Jeremy Allison caused a stir in 2006 when he announced that he was leaving Novell because the company had signed a patent indemnification deal with Microsoft.
One could well argue that someone with his reputation could easily do this, as he wouldn’t have had a problem finding a job anywhere.
But then, just tell those who raise this argument that a couple of gentlemen by the names of Miguel de Icaza and Nat Friedman stayed behind at Novell when Allison left and see how quickly silence prevails.
Jason from Mono-Nono has this update about Gnote and Red Hat (or Fedora):
Gnote and Fedora
The Good: Gnote has a new support team in place with exciting plans.
The Bad: Said support team has to bend over backward to make it clear they are not “anti-Mono”. After effects of the smear campaign against the original author of Gnote?

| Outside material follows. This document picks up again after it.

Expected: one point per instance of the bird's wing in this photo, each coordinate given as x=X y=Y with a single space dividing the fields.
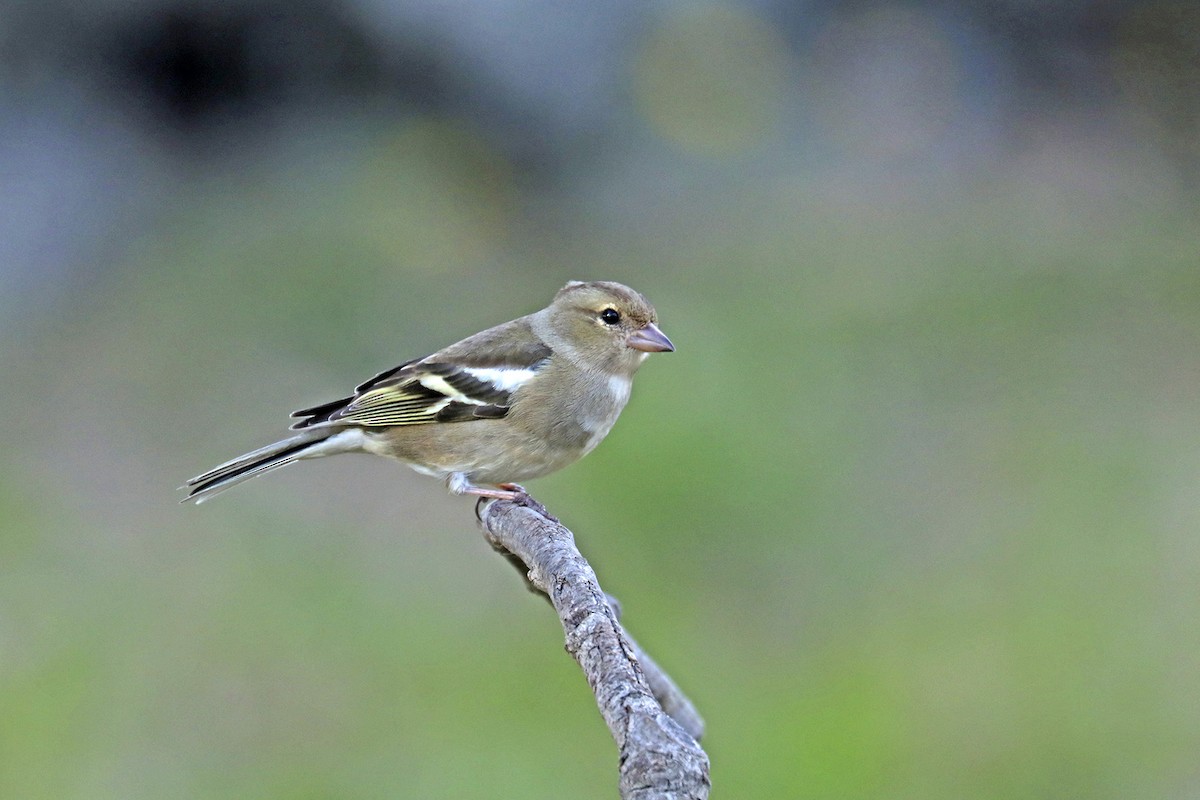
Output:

Those smears (one might call it a “campaign”) can be seen here.
“Banshee is a Novell project that uses non-ECMA bits that Microsoft’s community promise (MCP) does not cover.”Debates about Mono in Ubuntu sometimes heat up a bit. One person ends up bringing forth Banshee as candidate for Ubuntu, only to receive comments like: “Banshee is a very bad idea. Amarok is a totally better option, has been around a lot longer and isn’t based upon Mono.”
Also he is told: “I Agree with Brandon regarding mono apps. Mono is bad. Rythmbox is a great player, they should have kept that player over the garbage mono alternatives. Water under the bridge for me though, i moved to Arch/Linux with KDE. Amarok is a worthy music player.”
Banshee is a Novell project that uses non-ECMA bits that Microsoft’s community promise (MCP) does not cover. It would be better not to promote Go-oo either; it’s just Novell’s attempt to take control of an important GNU/Linux project/program, adding Mono and Microsoft’s OOXML to it [1, 2, 3, 4, 5, 6].
Here is a better way to ‘embrace’ Windows users, namely to compile for GNU/Linux and then allow them to also try out some applications on Windows. As this press release from Zenoss puts it:
The Zenoss Core project., a leading open source IT monitoring and management solution, today announced the general availability of Zenoss Core version 2.5.1 under the GNU General Public License (V2) is now available as a free and open source solution for the Microsoft Windows operating system. This latest release of the open source monitoring and systems management project enables users to run applications compiled for Linux under Windows with a native look and feel using the beta version of the LINA run-time environment developed by Lina Software.
When LINA reaches full maturity it will be a decent tool for doing exactly the opposite of Mono. With Mono, users can taste a sample of .NET and if they want to use the “real thing”, then they move over to Windows. With LINA it’s the opposite because GNU/Linux is the “master” for which applications get compiled. For the “full experience”, GNU/Linux is required.
Mono developers are virtually going through the garbage can called “Microsoft” to use their ideas by duplicating them. The winning APIs are then Microsoft’s. █
“The best way to prepare is to write programs, and to study great programs that other people have written. In my case, I went to the garbage cans at the Computer Science Center and I fished out listings of their operating systems.”